The following case studies provide examples:
* Two California SNFs were fined $160,000 by the state for resident care and staffing violations in 2016, following the deaths of two residents who had developed severe pressure ulcers which became infected. They are currently the subject of a major civil lawsuit which claims that the two residents died from “entirely avoidable” ulcers caused when “patients are not moved regularly by nursing staff.” In particular, the suit claims, a nurse aide noticed a pressure ulcer on one of the residents, but his family and physician were not told about it. A nurse noticed the ulcer three days later but did not document the wound or inform the resident’s family or physician. According to the suit, the facility did not have the required nursing staff under state law to ensure that the resident received the care identified in his care plan.
In this case it is clear that the problem appears to have been a failure in the system to communicate the problem upward when it was first detected.

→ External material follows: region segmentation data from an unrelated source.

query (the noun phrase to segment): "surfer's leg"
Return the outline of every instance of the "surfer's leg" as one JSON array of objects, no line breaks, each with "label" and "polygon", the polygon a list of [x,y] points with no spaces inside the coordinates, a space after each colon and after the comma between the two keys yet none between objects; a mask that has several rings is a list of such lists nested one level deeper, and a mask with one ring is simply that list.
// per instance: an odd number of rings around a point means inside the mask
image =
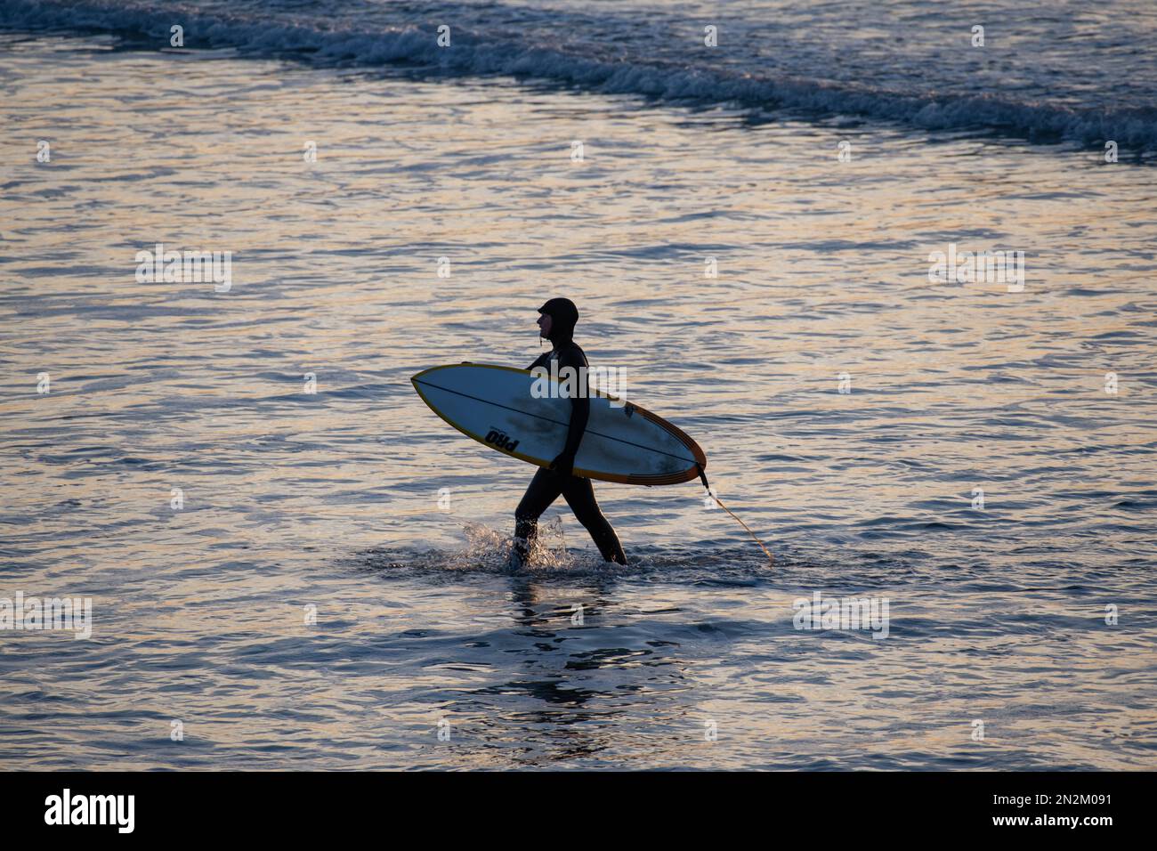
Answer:
[{"label": "surfer's leg", "polygon": [[622,551],[622,544],[619,543],[619,536],[614,534],[614,529],[599,511],[598,502],[595,500],[595,487],[590,479],[569,476],[562,486],[562,496],[566,498],[567,505],[570,506],[570,511],[578,518],[578,522],[590,533],[598,551],[603,553],[603,558],[607,562],[626,564],[627,556]]},{"label": "surfer's leg", "polygon": [[522,501],[515,509],[514,520],[514,548],[511,556],[517,553],[522,560],[526,559],[535,537],[538,535],[538,518],[551,507],[551,502],[559,498],[562,492],[562,483],[555,474],[538,468],[535,478],[530,480],[530,486],[522,496]]}]

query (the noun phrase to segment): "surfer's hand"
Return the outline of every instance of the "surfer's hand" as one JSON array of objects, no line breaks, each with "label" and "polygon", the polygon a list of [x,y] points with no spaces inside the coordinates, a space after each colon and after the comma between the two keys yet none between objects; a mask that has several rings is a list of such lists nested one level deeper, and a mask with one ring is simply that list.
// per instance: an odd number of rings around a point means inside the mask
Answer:
[{"label": "surfer's hand", "polygon": [[569,476],[574,470],[575,456],[568,455],[567,453],[561,453],[554,461],[551,462],[551,469],[554,470],[560,476]]}]

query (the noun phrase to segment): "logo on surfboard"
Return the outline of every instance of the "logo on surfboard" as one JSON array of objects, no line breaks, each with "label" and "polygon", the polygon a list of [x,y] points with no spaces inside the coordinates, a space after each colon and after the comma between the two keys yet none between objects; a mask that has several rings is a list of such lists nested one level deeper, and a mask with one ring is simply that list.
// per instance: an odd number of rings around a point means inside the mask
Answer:
[{"label": "logo on surfboard", "polygon": [[518,446],[517,440],[510,440],[507,433],[500,428],[491,428],[486,432],[485,440],[495,449],[506,449],[507,452],[514,452],[515,447]]}]

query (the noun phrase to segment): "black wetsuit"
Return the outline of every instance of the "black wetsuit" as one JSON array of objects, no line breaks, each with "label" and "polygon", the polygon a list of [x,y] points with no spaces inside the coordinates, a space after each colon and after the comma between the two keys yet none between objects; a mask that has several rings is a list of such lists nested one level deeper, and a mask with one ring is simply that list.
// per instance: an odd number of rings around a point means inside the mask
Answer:
[{"label": "black wetsuit", "polygon": [[[574,340],[562,339],[558,340],[555,345],[558,346],[557,349],[552,349],[550,352],[539,355],[526,368],[533,369],[541,366],[550,369],[551,355],[555,352],[558,352],[558,368],[560,372],[562,367],[569,366],[574,367],[577,374],[580,366],[587,366],[587,355],[583,354],[582,349]],[[587,430],[589,417],[590,399],[587,398],[585,393],[581,396],[572,396],[570,428],[567,432],[563,454],[573,457],[578,452],[578,445],[582,441],[583,432]],[[578,522],[590,533],[595,545],[598,546],[598,551],[603,553],[603,558],[607,562],[626,564],[627,557],[622,552],[622,544],[619,543],[619,537],[614,534],[614,529],[611,528],[606,518],[603,516],[603,512],[599,511],[598,502],[595,501],[595,489],[591,486],[590,479],[572,475],[563,476],[554,470],[547,470],[541,467],[538,468],[538,472],[535,474],[535,478],[531,479],[526,493],[523,496],[522,501],[518,502],[517,511],[515,511],[515,551],[523,558],[526,557],[528,548],[538,534],[538,518],[559,498],[559,494],[567,500],[567,505],[570,506],[570,511],[575,513]]]}]

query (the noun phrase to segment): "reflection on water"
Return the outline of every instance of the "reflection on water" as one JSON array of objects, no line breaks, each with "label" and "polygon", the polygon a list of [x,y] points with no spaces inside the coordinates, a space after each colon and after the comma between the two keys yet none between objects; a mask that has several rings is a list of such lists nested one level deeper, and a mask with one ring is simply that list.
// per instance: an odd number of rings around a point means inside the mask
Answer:
[{"label": "reflection on water", "polygon": [[[0,596],[95,619],[0,634],[0,763],[1155,766],[1145,169],[105,47],[0,53]],[[233,289],[138,283],[156,242]],[[950,243],[1025,292],[931,284]],[[627,567],[560,504],[500,571],[532,469],[408,379],[530,362],[555,294],[774,570],[688,483],[596,487]]]}]

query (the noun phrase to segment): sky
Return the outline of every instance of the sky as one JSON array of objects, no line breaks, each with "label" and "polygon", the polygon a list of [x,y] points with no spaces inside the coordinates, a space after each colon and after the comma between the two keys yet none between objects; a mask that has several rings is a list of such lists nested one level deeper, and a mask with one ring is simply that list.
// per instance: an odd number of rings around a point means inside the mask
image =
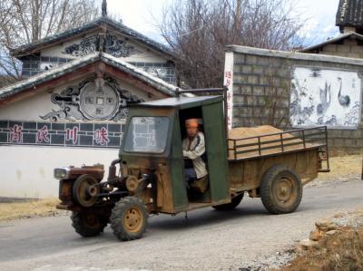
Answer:
[{"label": "sky", "polygon": [[[211,0],[213,1],[213,0]],[[289,1],[289,0],[288,0]],[[335,16],[338,0],[291,0],[295,11],[306,21],[300,34],[309,46],[338,34]],[[108,0],[108,14],[121,18],[127,26],[163,43],[157,24],[162,19],[162,9],[173,0]]]}]

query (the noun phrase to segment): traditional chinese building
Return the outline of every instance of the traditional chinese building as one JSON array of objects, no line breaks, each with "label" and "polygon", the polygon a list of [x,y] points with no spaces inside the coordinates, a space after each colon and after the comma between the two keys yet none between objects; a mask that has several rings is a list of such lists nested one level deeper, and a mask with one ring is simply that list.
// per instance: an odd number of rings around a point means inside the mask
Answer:
[{"label": "traditional chinese building", "polygon": [[0,89],[0,197],[57,195],[55,167],[117,158],[130,103],[172,96],[172,54],[106,15],[12,50],[23,81]]}]

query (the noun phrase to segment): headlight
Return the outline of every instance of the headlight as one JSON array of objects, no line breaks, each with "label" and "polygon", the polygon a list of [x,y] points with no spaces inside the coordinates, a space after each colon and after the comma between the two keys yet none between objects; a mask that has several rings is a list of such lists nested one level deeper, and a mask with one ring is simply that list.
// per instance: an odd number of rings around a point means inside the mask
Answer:
[{"label": "headlight", "polygon": [[69,177],[69,169],[54,169],[54,178],[55,179],[68,179]]}]

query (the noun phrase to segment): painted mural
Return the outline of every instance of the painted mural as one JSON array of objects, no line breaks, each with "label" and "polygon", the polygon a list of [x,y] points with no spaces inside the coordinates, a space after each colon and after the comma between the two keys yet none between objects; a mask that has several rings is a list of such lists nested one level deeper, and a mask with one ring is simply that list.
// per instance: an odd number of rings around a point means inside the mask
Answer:
[{"label": "painted mural", "polygon": [[51,96],[52,102],[59,106],[43,116],[53,122],[67,121],[113,121],[126,119],[127,104],[143,102],[136,95],[121,88],[117,81],[108,77],[88,78],[77,86],[70,86],[61,93]]},{"label": "painted mural", "polygon": [[357,128],[360,96],[357,72],[297,67],[291,82],[291,125]]}]

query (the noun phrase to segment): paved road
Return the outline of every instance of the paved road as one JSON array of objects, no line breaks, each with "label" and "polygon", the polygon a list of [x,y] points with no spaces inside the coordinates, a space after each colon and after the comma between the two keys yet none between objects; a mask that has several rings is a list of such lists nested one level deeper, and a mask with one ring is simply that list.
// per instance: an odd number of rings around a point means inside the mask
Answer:
[{"label": "paved road", "polygon": [[145,237],[118,242],[110,227],[82,238],[67,217],[0,223],[0,270],[236,269],[306,238],[319,218],[363,206],[363,181],[309,187],[297,212],[269,215],[260,199],[150,218]]}]

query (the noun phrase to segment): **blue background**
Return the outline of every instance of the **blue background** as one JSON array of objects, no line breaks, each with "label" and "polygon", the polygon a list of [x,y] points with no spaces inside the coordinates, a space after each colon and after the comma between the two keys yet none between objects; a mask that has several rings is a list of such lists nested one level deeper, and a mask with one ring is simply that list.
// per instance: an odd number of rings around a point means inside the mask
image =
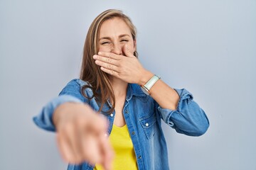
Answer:
[{"label": "blue background", "polygon": [[0,0],[0,169],[65,169],[32,117],[79,76],[92,20],[130,16],[139,60],[204,109],[206,135],[163,124],[172,170],[256,169],[256,1]]}]

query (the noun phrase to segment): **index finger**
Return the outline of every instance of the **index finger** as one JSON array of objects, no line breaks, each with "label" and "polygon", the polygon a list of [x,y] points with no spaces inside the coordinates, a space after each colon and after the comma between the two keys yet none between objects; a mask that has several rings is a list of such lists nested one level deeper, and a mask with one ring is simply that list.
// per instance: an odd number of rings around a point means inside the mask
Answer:
[{"label": "index finger", "polygon": [[110,57],[112,59],[114,59],[117,60],[119,60],[121,59],[120,55],[118,55],[114,54],[113,52],[99,52],[98,55],[103,56],[103,57]]}]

* A Connecticut SNF was fined $3,900 by the state Department of Public Health after a resident developed a severe pressure ulcer in 2017. The patient had been diagnosed with an unstageable deep tissue injury in the lower back and had been provided with a pressure-reducing cushion. However, records show that the cushion was underinflated on multiple occasions, and documentation from May through August failed to show that staff were monitoring its inflation.
* A Tennessee-based provider was fined more than $18 million in allowed claims to resolve a lawsuit brought by the United States and the State of Tennessee “for submitting false claims to Medicare and Medicaid for nursing home services that were grossly substandard or worthless,” and because its facilities had failed to “take prophylactic measures to prevent pressure ulcers, such as turning and repositioning patients.”

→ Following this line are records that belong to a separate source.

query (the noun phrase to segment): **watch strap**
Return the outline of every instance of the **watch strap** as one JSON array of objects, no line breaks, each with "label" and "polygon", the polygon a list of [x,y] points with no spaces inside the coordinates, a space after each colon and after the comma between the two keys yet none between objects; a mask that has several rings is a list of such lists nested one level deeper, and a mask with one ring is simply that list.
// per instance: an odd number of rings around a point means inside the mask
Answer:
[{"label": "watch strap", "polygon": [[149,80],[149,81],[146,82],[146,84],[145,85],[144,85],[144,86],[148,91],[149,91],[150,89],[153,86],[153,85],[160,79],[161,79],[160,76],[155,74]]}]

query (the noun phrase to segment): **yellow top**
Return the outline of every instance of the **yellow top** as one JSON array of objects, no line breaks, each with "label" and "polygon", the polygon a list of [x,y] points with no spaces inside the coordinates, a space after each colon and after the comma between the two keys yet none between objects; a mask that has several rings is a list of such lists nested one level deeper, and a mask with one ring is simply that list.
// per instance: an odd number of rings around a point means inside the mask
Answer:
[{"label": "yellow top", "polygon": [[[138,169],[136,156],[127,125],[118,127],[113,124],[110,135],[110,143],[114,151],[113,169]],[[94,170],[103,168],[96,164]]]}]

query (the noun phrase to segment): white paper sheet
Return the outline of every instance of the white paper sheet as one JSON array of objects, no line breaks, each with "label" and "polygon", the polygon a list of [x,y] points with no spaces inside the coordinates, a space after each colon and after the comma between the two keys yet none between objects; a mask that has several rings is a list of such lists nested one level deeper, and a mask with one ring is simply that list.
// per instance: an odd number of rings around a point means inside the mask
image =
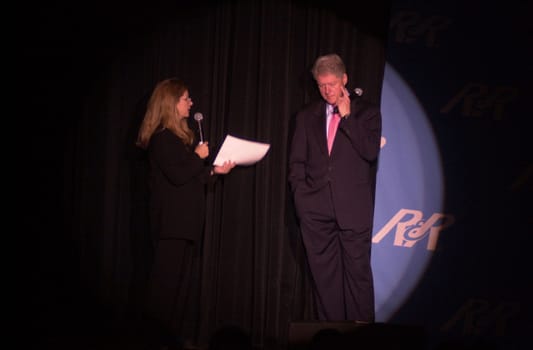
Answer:
[{"label": "white paper sheet", "polygon": [[232,161],[237,165],[252,165],[263,159],[269,148],[268,143],[243,140],[228,134],[213,165],[222,165],[225,161]]}]

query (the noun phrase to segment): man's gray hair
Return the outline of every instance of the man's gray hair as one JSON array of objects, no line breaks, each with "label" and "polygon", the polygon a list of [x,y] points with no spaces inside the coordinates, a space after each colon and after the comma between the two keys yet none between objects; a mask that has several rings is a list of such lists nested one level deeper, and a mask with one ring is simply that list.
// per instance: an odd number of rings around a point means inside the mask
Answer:
[{"label": "man's gray hair", "polygon": [[318,76],[324,74],[333,74],[341,78],[346,73],[346,66],[339,55],[332,53],[318,57],[311,69],[311,73],[315,80]]}]

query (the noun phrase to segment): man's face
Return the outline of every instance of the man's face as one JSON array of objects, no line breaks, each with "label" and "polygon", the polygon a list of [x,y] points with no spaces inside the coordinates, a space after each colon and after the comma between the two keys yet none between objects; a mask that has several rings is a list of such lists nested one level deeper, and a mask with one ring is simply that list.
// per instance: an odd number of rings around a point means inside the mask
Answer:
[{"label": "man's face", "polygon": [[346,74],[343,74],[341,78],[333,74],[319,75],[316,79],[316,84],[320,95],[329,104],[336,105],[337,100],[341,96],[342,88],[347,82]]}]

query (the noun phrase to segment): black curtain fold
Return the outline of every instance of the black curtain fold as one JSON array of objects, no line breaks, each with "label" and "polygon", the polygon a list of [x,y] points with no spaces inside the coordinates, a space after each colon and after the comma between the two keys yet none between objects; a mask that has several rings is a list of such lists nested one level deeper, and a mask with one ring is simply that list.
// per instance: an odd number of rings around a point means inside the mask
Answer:
[{"label": "black curtain fold", "polygon": [[[235,324],[260,347],[283,346],[291,321],[313,317],[286,181],[292,119],[318,96],[309,70],[329,52],[345,59],[348,86],[379,103],[388,3],[176,2],[148,11],[145,30],[128,35],[141,17],[124,23],[111,16],[113,29],[95,38],[101,42],[94,56],[69,57],[85,74],[76,91],[79,113],[65,115],[61,210],[68,244],[58,246],[70,252],[69,267],[60,267],[69,299],[84,305],[76,313],[113,322],[140,314],[151,238],[146,155],[135,138],[156,82],[177,76],[190,87],[192,113],[204,115],[212,157],[228,133],[271,145],[262,161],[234,169],[207,192],[199,339],[205,344],[217,327]],[[102,47],[106,59],[93,59]]]}]

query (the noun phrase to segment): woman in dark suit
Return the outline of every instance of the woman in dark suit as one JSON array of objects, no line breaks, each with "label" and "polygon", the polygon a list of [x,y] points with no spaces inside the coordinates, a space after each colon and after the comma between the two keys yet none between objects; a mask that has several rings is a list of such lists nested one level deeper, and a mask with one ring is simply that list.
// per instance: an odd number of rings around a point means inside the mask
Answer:
[{"label": "woman in dark suit", "polygon": [[[148,151],[149,218],[154,261],[146,313],[173,338],[192,337],[187,306],[196,293],[194,266],[205,215],[206,185],[235,163],[210,166],[207,142],[195,142],[187,118],[193,105],[179,79],[157,84],[142,121],[137,145]],[[194,312],[194,311],[192,311]]]}]

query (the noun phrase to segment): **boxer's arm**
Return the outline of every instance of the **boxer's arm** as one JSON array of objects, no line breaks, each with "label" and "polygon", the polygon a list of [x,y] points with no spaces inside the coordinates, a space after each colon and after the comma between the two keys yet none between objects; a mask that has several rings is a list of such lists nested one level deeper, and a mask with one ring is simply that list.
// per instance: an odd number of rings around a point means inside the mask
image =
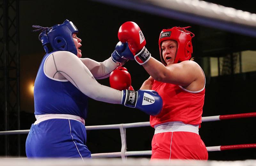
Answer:
[{"label": "boxer's arm", "polygon": [[190,84],[198,78],[201,72],[198,64],[191,60],[185,60],[165,67],[152,58],[143,66],[155,80],[182,86]]},{"label": "boxer's arm", "polygon": [[53,52],[45,61],[44,69],[48,77],[57,81],[62,79],[61,77],[66,78],[84,94],[92,99],[111,103],[121,103],[122,91],[99,83],[86,66],[69,52]]},{"label": "boxer's arm", "polygon": [[111,72],[120,66],[113,61],[111,57],[102,62],[99,62],[89,58],[79,58],[96,79],[108,77]]},{"label": "boxer's arm", "polygon": [[143,83],[140,89],[149,90],[152,89],[152,85],[154,83],[154,79],[151,76],[146,80]]}]

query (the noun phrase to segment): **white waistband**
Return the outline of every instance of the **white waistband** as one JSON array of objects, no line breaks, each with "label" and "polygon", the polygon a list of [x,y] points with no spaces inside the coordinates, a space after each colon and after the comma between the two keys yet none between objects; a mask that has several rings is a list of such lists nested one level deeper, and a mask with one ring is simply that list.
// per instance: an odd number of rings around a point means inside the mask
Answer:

In addition to these and many other cases, there are multiple civil suits brought against SNFs by former residents or their families in terms of the Nursing Home Care Act. These seek damages in the hundreds of thousands of dollars for the development of “avoidable” pressure ulcers, some of which resulted in the deaths of residents.
To prove their case, the state (and private litigants) must show that a facility failed to evaluate the resident’s clinical condition and risk factors, failed to define and implement interventions consistent with resident needs, failed to monitor and evaluate the impact of the interventions, and failed to revise the approaches as appropriate.
Preventing these “avoidable” ulcers is therefore the critical element in avoiding legal trouble. To do this, all facilities should have a professional Standards of Practice guideline with which staff must be well acquainted.
All quality assurance team members should have a series of audits designed to ensure compliance with pressure injury prevention and care, and accurate documentation. These audit findings must have an upward chain of reporting to ensure that timely interventions are possible, and that prompt measures are taken.
Ensure that staff are aware of the legal compliance demands and that they realize their very careers and livelihood may depend upon rigorous enforcement of the rules.